Problem 232: The Race
View on Project EulerProject Euler Problem 232 Solution
EulerSolve provides an optimized solution for Project Euler Problem 232, The Race, with C++, Python, Java, and a step-by-step mathematical explanation.
Problem Summary Player 1 and Player 2 both start at 0 and race to 100 points. Player 1 always plays the simple strategy: on each turn, flip one fair coin and score 1 point on heads, 0 on tails. Player 2 has a much richer move: before each turn, choose a positive integer \(T\), then succeed with probability \(2^{-T}\); on success, score \(2^{T-1}\) points, otherwise score nothing. Player 1 moves first, and the question asks for Player 2's maximum possible winning probability under optimal choices of \(T\). The solutions do not simulate individual games. Instead they solve a finite optimal-control problem on the remaining distances to the target. For the actual target 100, the computed starting probability is \(0.83648556\) to eight decimal places. Mathematical Approach The right viewpoint is to forget absolute scores and track only how many points each player still needs. That turns the game into a dynamic program with an explicit Bellman recurrence. Two state functions for the two turn types Let \(F(a,b)\) be the optimal probability that Player 2 eventually wins when Player 1 still needs \(a\) points, Player 2 still needs \(b\) points, and it is Player 2's turn to move. It is also convenient to introduce \(G(a,b)\), the corresponding probability at the start of Player 1's turn with the same remaining distances....

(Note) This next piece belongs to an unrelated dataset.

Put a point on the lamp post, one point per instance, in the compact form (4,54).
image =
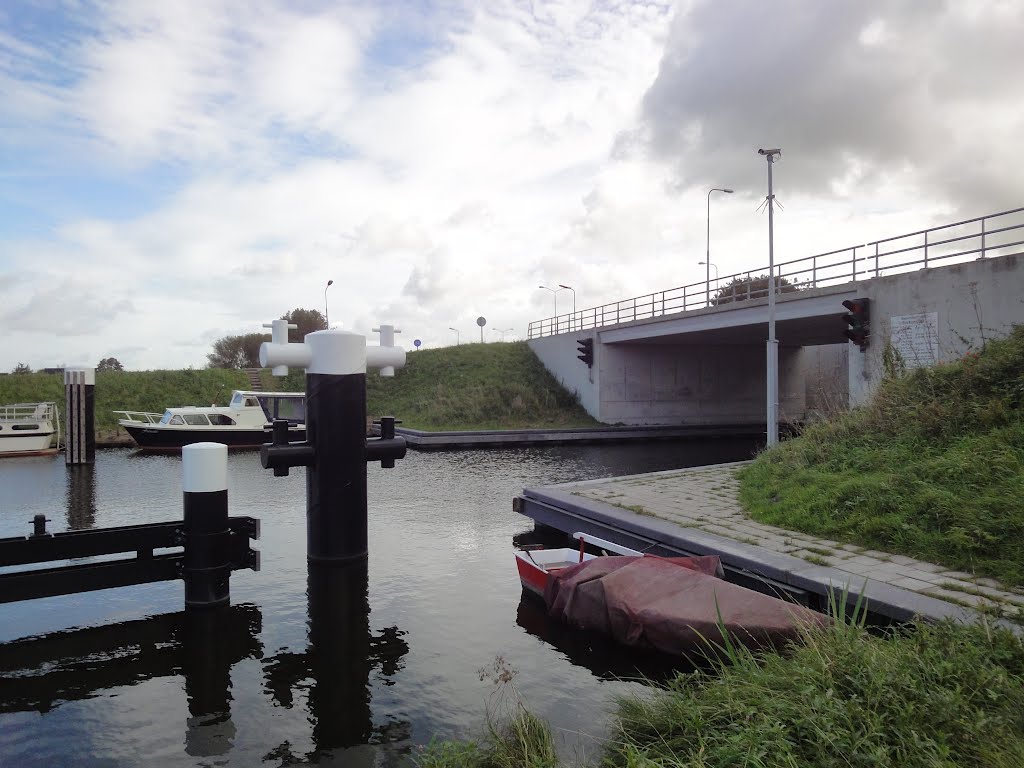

Detailed mathematical approach
Problem Summary
Player 1 and Player 2 both start at 0 and race to 100 points. Player 1 always plays the simple strategy: on each turn, flip one fair coin and score 1 point on heads, 0 on tails. Player 2 has a much richer move: before each turn, choose a positive integer \(T\), then succeed with probability \(2^{-T}\); on success, score \(2^{T-1}\) points, otherwise score nothing. Player 1 moves first, and the question asks for Player 2's maximum possible winning probability under optimal choices of \(T\).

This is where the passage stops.